As summer closes its backdoor on its heatwaves, BBQs, and hot cars, the beginning of autumn signifies the first of a number of upcoming human festivals, with the potential to harm our pets, is imminent. Believe it or not Halloween celebrations were once only about humans dressing-up (and usually just kids), but nowadays of course, the whole family must get involved in festivities – especially the four-legged members).
So are you planning to dress your dog or cat up in the cutest novelty costume you can find? Or perhaps make yourself? Personally I’m not a massive fan of dressing up pets for fun as I’m not convinced all pets enjoy it; preferring that pets look just like pets i.e. in their birthday suit or perhaps donning a fancy collar or fun, themed bandana; unlikely to cause upset to any collar-wearing pet.
Sorry to be a killjoy but forcing innocent pets to become pumpkins or pirates for a few hours, for ‘our’ amusement and social media likes, can often lead to unnecessary stress, resulting in abnormal, unwanted, even damaging behaviours. Ill-fitting outfits can also get snagged on external objects or even twisted on your pet itself, leading to pain and injury.
However if you do go ahead and decide to adorn your pet in any one of the thousands of crazy costumes now available, then please make sure they’ve tried them on before the big night and they don’t appear to mind; making sure breathing, movement, hearing, and ability to bark or meow isn’t in any way impaired. Try not to put a mask on your dog or cat, or indeed anything covering their eyes or ears.
Please carefully check there are no small, dangling, toxic, or easily chewed-off pieces that can be swallowed, inhaled, or choked on.
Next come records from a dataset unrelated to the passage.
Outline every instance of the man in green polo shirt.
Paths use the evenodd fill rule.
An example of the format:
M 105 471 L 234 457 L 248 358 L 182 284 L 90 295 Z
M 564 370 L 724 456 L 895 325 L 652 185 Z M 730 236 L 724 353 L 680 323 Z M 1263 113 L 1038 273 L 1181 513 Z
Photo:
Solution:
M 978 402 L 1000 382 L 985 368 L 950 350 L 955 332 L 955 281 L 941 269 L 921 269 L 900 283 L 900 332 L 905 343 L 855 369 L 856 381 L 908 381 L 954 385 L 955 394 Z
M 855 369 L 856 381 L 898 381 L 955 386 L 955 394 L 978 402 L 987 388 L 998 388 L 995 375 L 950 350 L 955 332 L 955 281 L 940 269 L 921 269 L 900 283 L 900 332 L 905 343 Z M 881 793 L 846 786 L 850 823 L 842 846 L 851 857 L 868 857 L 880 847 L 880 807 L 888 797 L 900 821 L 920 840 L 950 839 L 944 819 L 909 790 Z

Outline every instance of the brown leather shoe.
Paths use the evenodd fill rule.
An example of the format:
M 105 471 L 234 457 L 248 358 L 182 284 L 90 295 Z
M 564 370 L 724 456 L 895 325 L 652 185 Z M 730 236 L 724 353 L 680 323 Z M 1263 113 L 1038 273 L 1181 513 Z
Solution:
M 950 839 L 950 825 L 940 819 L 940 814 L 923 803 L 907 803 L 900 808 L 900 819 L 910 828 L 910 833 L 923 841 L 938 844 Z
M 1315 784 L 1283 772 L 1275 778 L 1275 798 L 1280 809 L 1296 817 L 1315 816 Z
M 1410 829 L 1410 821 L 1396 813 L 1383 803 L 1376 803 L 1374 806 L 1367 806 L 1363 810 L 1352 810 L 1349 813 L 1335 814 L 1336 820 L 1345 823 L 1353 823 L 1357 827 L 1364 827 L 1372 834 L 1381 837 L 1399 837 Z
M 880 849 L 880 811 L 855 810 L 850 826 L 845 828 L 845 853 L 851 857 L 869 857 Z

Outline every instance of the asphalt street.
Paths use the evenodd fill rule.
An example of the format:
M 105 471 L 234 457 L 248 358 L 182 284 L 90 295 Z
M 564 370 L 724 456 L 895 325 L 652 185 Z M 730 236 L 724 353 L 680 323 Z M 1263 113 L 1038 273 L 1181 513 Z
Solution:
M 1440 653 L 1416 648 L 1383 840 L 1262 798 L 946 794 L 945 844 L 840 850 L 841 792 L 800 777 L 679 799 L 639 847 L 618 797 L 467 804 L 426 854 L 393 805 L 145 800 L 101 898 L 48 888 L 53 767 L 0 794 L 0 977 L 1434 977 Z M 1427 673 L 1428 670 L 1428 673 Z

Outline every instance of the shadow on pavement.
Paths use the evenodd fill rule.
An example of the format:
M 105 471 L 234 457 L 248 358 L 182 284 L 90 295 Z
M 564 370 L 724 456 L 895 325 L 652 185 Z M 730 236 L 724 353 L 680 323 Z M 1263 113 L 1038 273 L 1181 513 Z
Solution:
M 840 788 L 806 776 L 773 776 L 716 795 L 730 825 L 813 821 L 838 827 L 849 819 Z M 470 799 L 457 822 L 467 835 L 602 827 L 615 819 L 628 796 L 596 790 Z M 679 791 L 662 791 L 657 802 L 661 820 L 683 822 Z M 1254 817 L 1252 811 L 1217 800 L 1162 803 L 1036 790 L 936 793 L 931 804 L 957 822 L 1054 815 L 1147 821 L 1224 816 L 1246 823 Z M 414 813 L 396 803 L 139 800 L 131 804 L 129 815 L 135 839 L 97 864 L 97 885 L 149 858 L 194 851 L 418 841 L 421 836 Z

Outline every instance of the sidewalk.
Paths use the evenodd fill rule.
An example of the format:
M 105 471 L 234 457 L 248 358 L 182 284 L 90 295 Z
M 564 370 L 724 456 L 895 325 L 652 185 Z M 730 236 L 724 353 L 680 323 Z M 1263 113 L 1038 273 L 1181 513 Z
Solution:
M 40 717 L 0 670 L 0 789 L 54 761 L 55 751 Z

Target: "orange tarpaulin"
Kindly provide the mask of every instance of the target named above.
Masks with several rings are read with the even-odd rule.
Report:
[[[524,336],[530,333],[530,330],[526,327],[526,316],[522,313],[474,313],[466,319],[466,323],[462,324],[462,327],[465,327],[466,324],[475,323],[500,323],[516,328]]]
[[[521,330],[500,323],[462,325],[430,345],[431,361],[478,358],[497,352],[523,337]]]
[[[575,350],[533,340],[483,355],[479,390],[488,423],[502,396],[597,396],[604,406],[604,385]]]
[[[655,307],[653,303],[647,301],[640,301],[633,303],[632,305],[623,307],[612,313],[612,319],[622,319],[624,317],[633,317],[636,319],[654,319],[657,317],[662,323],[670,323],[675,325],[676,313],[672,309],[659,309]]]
Make sure your pet is properly identified underneath that outfit too, for any reason your pet panics, escapes, and becomes lost, its collar and tag, and microchip are lifesavers.
With the traditional abundance of sweets around at Halloween remember chocolate, especially dark chocolate, is extremely poisonous to dogs. Chewing gum containing artificial sweetener xylitol can also cause serious problems. Although generally safe, don’t let your pet nibble on real pumpkins, as they can cause stomach upset. If you suspect your pet’s ingested something harmful please call your vet immediately.
Take care adding candles to carved pumpkins too, and don’t leave them unattended as pets can easily knock them over causing a fire, with curious puppies and kittens running the risk of getting burned or singed too. Fake cobwebs may choke or entangle pets, and make sure any Halloween lights are kept well out of your pet’s reach to prevent electric shock if chewed, especially young animals and house rabbits.
Human masks and costumes are designed to change your looks and smells, so even familiar people can become noisy and frightening to their own pets, with a nervous dog bite or cat scratch quickly ending any festive fun. Make sure pets have access to a room where they can feel safe, comfortable, and relaxed – rather than able to run away scared every time your doorbell rings and front door opens!